Project TRY bridges the gap between the youth of Pulau Mabul and the lucrative tourism industry by giving computer, language and etiquette classes – for free. — Photos: Handout

It was a rocky start. On top of a total lack of funding – he had to draw from his own savings – he had little support from the elders of the community.

“They wanted their children to follow them into the fishing business, even when there were days that they would come home with just enough fish to feed themselves for a few days,” he said. “To them, it’s a way of life.”

But this is where his year’s worth of rapport with the youth came in handy.

Not only were they eager to start preparing for a new way of life, they also helped construct the school – a simple wooden building they built from upcycled wood and reinforced with drift wood and materials disposed by nearby resorts.

“I had concerns in the beginning that not very many of them would come, but I also knew that how life works is that people would come to realise the value of education,” he said.

His faith was rewarded. A trickle of students started enrolling, and soon they were at maximum capacity.

Once the first batch finished their training and landed jobs in hotels and dive centres, even the most sceptical parents had to agree that Project TRY was indeed helping their children make a better future for themselves.

During our interview, Raviraj showed us a soon-to-be released video of Project TRY, including interviews with some proud parents, all giving glowing testimonies of how their lives have now changed for the better.

“These were the same people who doubted us in the beginning,” he said, beaming with pride.

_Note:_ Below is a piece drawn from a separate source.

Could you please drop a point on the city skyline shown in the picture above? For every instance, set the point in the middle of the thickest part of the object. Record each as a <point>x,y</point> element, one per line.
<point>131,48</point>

“Now that they’ve seen we’re actually helping their children, they even come to help out around the school – fixing things and keeping it a conducive space for their kids to learn.”

Having resolved one issue, Raviraj turned his attention to another one – financing.

By then, he’d been financing Project TRY out of his own pocket for a year, with the help of a couple of donations – one of them from his dad – and he needed a new, steady source of income.

To do that, he co-founded SKY International Academy which offers courses in hospitality skills and language – but for paying students..

Now, SKY International Academy has trained over 20 students, whose fees help subsidise the underprivileged students of Project TRY.

This perfect ecosystem helps Raviraj with his goal – to give underprivileged youths a chance for a brighter future – a goal that garnered Project TRY the iM4U Sukarelawan of the Year Award at last year’s iM4U Volunteerism Awards.

Despite the accolades (the project also won the MaGIC Amplify Award in 2014), Raviraj remains focused on the youth.

The idea for Project TRY sparked when Raviraj realised that there was no platform empowering the youth of Pulau Mabul to get tourism jobs in the resorts and dive centres dotting their island.

The idea for Project TRY sparked when Raviraj realised that there was no platform empowering the youth of Pulau Mabul to get tourism jobs in the resorts and dive centres dotting their island.

“I want to add value to my students’ lives,” he said.

“I have had students who are now successful dive masters, as well as F&B and housekeeping staff – all because they now speak English.

“We’ve helped create a bridge to the growing tourism industry, and now these kids have better options in life. Knowing my team and I helped them achieve this – it empowers me to want to create more opportunities for other at-risk youth out there.”